Anger will not heal. Hate will not build. It's past time for those who get elected by reminding our parents and us of the saddest days of our lives. Sowing sadness and anger is not leadership. Those we elect to serve us need to lead our community by offering a vision where all Cubans begin a process of reconciliation. We are, and need to be, one family, one people.

Leaders lead with a unifying vision of hope. Great leaders — Abraham Lincoln and Jose Marti being superb and splendid examples — take those who don't want to go, to where they need to go. Ultimately, those who push hate and unhappiness are destined will be replaced by those who offer calmness and clarity.

Real leaders offer a vision of a better tomorrow. And they don’t wait for others to make a move before reciprocating. They take charge of the moment.

We in America are mostly blessed in this world in turmoil. In exile we found how strong we were, how resilient we could be. We have been tested, and we have prevailed. One day soon as laws change our contribution to our second home will be needed to help heal and embrace those who stayed in our place of birth.

We were blessed to land on the shores of the greatest nation that adopted us and gave us shelter and opportunity. America educated our children, including in the lessons of charity and the beauty of giving. We, the exiles and the children of exiles, are respectful and grateful to a great country's wisdom and capacity to evolve and adjust. Is it not our turn to show our brothers and sisters what has been shown to us? In our own circumstances, our sacrifices made us better people, better parents, better sons and daughters.

As President Obama spoke to the Cuban leadership, with millions watching on television, he made it clear that the Cuban people have nothing to fear from us ... that we can and should live together in mutual respect. Let us Cuban Americans who have contributed much toward the growth of our people and the places where we live, send a similar message: that we can, and will, help the Cuban people. Let us say it with conviction; it has to be more than just "talk."

President Obama conducted a masterful conversation in diplomacy and in the spirit of a good neighbor. We need to do the same. What are our choices? Do we keep the old wounds from healing?

Do we keep an embargo serving as the excuse for everything that’s wrong in Cuba? Has the embargo removed the leadership in Cuba? Has the embargo returned democracy to Cuba? Has the embargo allowed a free press to flourish? Has the embargo stopped a 3-year-old child from crying because there is no powdered milk to drink? Has the embargo prevented the poor souls who perished at sea from leaving the shores?
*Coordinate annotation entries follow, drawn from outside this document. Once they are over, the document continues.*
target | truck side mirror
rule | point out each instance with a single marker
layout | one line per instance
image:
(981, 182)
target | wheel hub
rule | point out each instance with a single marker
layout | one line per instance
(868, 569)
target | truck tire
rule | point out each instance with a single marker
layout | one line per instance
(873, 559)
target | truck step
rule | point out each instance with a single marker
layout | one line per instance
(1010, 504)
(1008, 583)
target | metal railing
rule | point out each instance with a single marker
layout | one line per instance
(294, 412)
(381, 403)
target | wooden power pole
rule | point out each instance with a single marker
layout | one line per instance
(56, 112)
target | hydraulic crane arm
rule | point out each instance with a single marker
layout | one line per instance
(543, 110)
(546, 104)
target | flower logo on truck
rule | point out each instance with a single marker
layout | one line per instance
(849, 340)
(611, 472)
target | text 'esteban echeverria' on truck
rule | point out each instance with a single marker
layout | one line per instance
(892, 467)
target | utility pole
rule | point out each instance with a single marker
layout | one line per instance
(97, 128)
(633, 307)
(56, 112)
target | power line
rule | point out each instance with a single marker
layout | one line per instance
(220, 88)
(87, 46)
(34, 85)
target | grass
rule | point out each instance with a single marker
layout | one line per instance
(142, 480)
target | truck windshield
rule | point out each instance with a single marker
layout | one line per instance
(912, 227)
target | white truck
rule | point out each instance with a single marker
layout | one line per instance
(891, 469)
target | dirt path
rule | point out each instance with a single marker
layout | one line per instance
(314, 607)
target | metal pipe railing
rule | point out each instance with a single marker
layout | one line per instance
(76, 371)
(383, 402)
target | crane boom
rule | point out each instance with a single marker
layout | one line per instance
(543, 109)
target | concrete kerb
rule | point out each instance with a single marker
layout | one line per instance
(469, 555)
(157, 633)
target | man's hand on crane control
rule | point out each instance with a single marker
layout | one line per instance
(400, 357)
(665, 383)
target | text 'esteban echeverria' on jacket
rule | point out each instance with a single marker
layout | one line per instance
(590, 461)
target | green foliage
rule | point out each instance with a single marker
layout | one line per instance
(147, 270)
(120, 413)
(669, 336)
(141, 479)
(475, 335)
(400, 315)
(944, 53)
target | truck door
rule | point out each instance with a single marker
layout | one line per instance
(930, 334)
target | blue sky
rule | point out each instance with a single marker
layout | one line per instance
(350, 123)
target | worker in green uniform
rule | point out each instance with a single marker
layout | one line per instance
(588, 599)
We have to change and perhaps we should begin by trying to place ourselves in the shoes of those we left behind.

That means getting our priorities right and, as President Obama said, not “imposing” solutions on our Cuban brother and sisters. We all want them to have the same democratic rights that we enjoy here, but we also have to recognize that we are witnessing a historic process of gradual change, and there is no instant gratification.

Sure, let’s call the Cuban government out on human rights abuses, but let’s not make it a zero-sum-game.
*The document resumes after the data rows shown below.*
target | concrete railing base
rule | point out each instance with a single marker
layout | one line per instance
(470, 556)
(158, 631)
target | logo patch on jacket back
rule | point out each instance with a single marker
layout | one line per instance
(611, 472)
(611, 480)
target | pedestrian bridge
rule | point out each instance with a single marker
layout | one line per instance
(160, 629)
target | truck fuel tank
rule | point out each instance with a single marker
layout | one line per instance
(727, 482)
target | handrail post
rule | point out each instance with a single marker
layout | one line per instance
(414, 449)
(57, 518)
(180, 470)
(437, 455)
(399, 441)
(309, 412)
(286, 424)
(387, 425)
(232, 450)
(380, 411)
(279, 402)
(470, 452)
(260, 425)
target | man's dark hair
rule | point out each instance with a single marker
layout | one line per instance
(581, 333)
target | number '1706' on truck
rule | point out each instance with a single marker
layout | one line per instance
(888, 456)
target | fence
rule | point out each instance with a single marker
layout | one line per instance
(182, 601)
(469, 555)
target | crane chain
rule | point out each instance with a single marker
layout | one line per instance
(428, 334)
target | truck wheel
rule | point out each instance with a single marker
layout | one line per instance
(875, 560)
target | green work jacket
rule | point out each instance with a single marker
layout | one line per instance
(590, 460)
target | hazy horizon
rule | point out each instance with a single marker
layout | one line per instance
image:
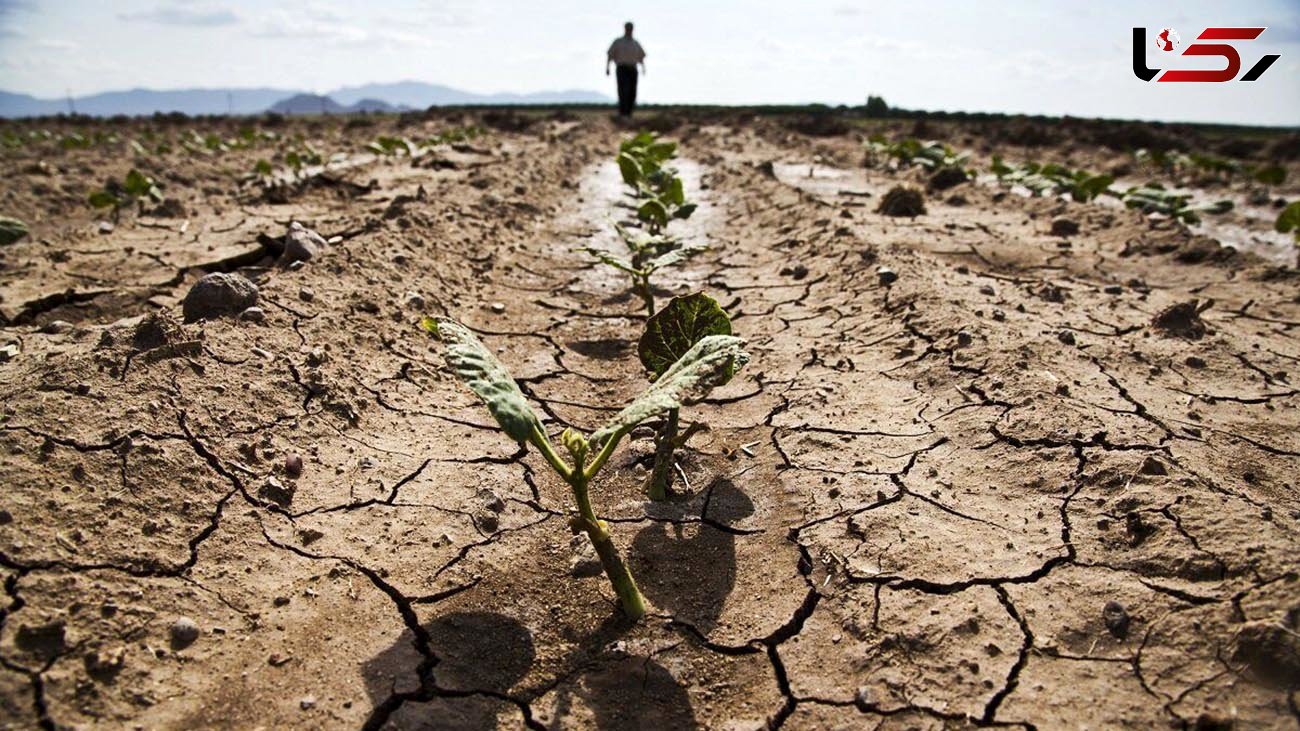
(1013, 57)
Instead, let’s do all we can at our end to fuel the process of change, accelerate it. We need to start by demanding that our Congress lift the embargo against Cuba.
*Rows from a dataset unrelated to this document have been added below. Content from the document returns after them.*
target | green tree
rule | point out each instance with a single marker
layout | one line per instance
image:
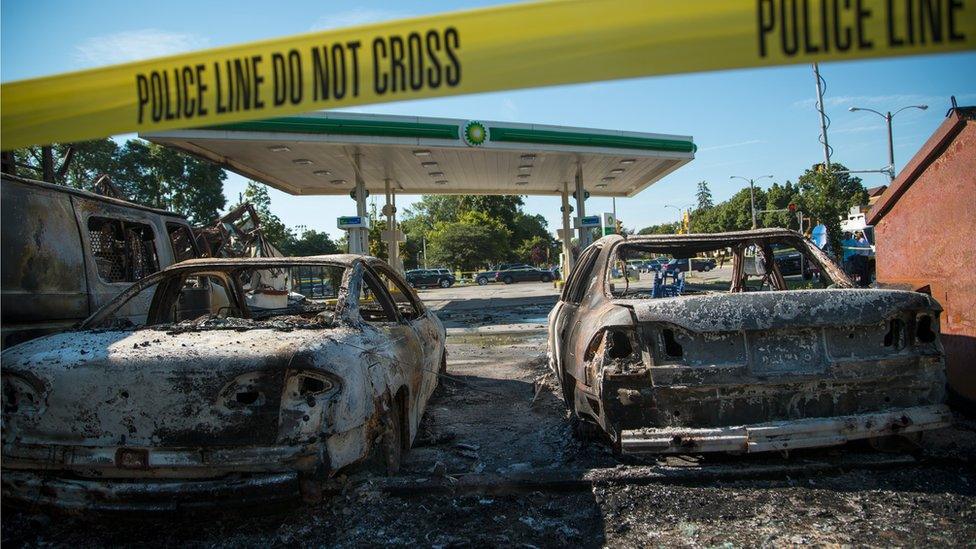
(827, 197)
(537, 250)
(473, 241)
(144, 172)
(704, 196)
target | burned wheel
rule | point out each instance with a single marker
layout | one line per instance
(585, 430)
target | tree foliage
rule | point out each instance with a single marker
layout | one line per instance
(525, 237)
(704, 196)
(469, 242)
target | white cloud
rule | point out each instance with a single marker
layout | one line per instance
(354, 17)
(120, 47)
(732, 145)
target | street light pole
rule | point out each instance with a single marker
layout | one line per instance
(888, 116)
(752, 194)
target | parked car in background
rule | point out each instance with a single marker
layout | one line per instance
(699, 264)
(425, 278)
(751, 368)
(524, 273)
(219, 398)
(66, 252)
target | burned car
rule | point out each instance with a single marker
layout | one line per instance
(222, 394)
(749, 363)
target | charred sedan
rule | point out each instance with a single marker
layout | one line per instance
(748, 367)
(230, 391)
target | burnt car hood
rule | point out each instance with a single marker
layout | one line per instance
(765, 310)
(150, 387)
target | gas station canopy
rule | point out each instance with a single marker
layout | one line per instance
(317, 154)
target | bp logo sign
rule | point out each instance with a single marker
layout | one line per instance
(474, 133)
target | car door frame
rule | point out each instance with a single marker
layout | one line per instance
(416, 329)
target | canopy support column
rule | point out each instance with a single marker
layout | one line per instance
(568, 260)
(584, 237)
(359, 238)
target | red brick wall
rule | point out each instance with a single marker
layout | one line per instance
(929, 238)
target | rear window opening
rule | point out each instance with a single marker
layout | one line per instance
(665, 269)
(619, 345)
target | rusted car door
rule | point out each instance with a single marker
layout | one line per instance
(563, 320)
(407, 334)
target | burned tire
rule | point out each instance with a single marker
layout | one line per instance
(897, 444)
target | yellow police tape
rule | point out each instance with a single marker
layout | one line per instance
(508, 47)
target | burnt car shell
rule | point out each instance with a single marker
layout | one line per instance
(213, 413)
(746, 371)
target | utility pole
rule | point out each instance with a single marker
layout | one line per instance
(824, 120)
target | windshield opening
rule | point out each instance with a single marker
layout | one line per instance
(649, 270)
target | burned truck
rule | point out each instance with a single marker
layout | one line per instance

Critics will say that economic opening to China and Vietnam has not brought the individual freedoms and democracy we desire there. At the same time, we have to recognize the progress in those countries.

Has anyone asked, as I have, Cubans at street corners in Havana to choose what they thought was best for them?

I ask them which of these options do they value most?

  1. A way of life where they are free to say and do whatever they please?
  2. The right to organize politically and select candidates from different political parties?
  3. An opportunity to find a better paying job, perhaps become self-employed, in order to provide a better life for their families?

Ask yourself the same question and you may be surprised. It might just be the same response I heard in Cuba, over and over: “The last one! The third one,” or in Spanish: “¡El último! El tercero.”